Tuesday, April 28, 2009

stringIDs in DB2 pureXML: What and Why

Earlier this month I had asked you about stringIDs in DB2 pureXML. Answer B) from the provided options is correct. DB2 replaces structural information such as element names, attribute names, namespace prefixes and URIs with stringIDs. But what are stringIDs and why are they used?

When we look at a simple XML document like
<department>
<employee>
<firstname>Henrik</firstname>
<lastname>Loeser</lastname>
</employee>
</department>

and an XPath expression like "/department/employee/lastname", then - first of all - we see a lot of strings. The strings are of different length and the tags (the markup) make up most of the document. And we haven't even introduced namespaces here.

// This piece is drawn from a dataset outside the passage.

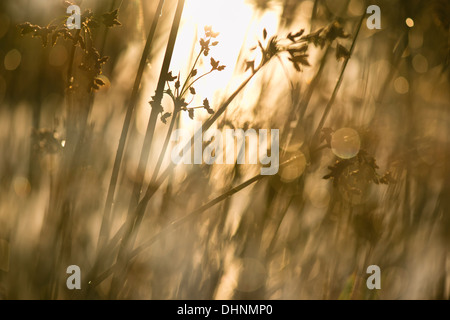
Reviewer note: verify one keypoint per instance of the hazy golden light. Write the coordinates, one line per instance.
(409, 22)
(401, 85)
(345, 143)
(239, 27)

How do you efficiently store such documents? XML can be very verbose compared to relational data. How do you quickly as possible navigate within such documents, i.e., compare the different steps of your XPath expression to the different levels of the XML document?

The key to compactness and speed is the use of stringIDs. For DB2 pureXML every element name, attribute name, namespace URI, and namespace prefix is substituted by a 32 bit integer value when an XML document gets parsed. Each string is mapped to a unique number, a so-called stringID.

In the above example, all "department" could be replaced by 1, all "employee" by 2, etc. When the DB2 engine compiles a query and generates an executable package it also uses the stringIDs. This way, when at runtime the XPath expression is evaluated on the data, only integer values need to be compared. First we need to match the root element, i.e., look for the element name with value 1 ("department"). If we found one, the child needs to be a 2 ("employee"). Comparing integer values is of course much faster than comparing strings of variable length.

How fast the XQuery execution is in DB2 pureXML can be seen when you look at the TPoX benchmark results or by reading some of the customer success stories collected at the pureXML wiki.